17. Hukuk Dairesi Esas No: 2016/18824 Karar No: 2019/8542 Karar Tarihi: 26.09.2019
Yargıtay 17. Hukuk Dairesi 2016/18824 Esas 2019/8542 Karar Sayılı İlamı
Özet:
Davacı, işyeri paket poliçesi ile sigortalı olan dava dışı tarafın işyerinde meydana gelen zarar nedeniyle sigortalıya yapılan 10.191,66 TL ödemenin faizi ile birlikte davalıdan rücuen tahsilini talep etmiştir. Mahkeme, davayı kabul ederek davalıdan tahsili ve yasal faizin ödenmesi kararını vermiştir. Ancak, davacının sigortalısı tacir olup, davalı Aski Genel Müdürlüğü de tacir olduğundan, uyuşmazlık Asliye Ticaret Mahkemesinde görülmeliydi. Bu nedenle, mahkemenin görevsizlik kararı vermesi gerekmekteydi. Kararda, uyuşmazlığın Türk Ticaret Kanunu'nun 1301. maddesi uyarınca sigorta şirketi tarafından sigortalısına ödenen tazminatın rücuan tahsili istemine ilişkin olduğu belirtilmiştir.
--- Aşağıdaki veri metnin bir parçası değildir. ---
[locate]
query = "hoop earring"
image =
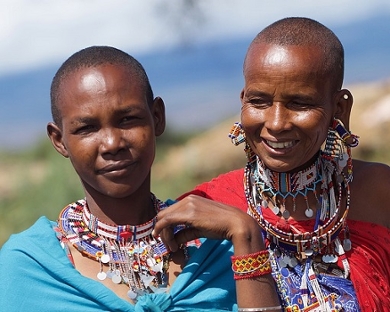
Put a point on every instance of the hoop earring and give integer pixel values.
(237, 134)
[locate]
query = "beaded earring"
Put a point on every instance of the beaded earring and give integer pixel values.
(338, 146)
(237, 134)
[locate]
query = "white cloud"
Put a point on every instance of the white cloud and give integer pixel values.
(33, 33)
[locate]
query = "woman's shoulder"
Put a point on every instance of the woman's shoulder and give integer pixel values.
(37, 233)
(370, 192)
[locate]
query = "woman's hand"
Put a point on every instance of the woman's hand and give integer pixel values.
(203, 217)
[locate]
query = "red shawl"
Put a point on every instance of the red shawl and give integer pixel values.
(369, 258)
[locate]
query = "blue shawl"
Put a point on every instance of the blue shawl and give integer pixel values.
(36, 275)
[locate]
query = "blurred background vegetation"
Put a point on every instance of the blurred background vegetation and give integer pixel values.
(38, 181)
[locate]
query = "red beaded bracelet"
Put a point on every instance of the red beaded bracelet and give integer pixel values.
(252, 265)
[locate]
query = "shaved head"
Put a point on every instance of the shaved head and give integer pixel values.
(302, 31)
(92, 57)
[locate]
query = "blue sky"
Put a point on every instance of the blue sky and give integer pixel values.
(193, 57)
(38, 32)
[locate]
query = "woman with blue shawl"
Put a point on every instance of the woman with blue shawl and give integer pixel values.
(104, 253)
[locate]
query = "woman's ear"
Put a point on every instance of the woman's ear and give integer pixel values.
(55, 136)
(344, 102)
(158, 113)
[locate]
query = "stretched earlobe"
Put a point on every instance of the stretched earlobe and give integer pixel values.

Türk Ticaret Kanunu'nun 4. maddesi ise her iki tarafın da ticari işletmesiyle ilgili hususlardan doğan hukuk davaları ve çekişmesiz yargı işleri ile tarafların tacir olup olmadıklarına bakılmaksızın, bu kanunda öngörülen hususlardan doğan hukuk davaları ve çekişmesiz yargı işlerinin ticari dava ve ticari nitelikte çekişmesiz yargı işi sayılacağına dair hüküm içermektedir.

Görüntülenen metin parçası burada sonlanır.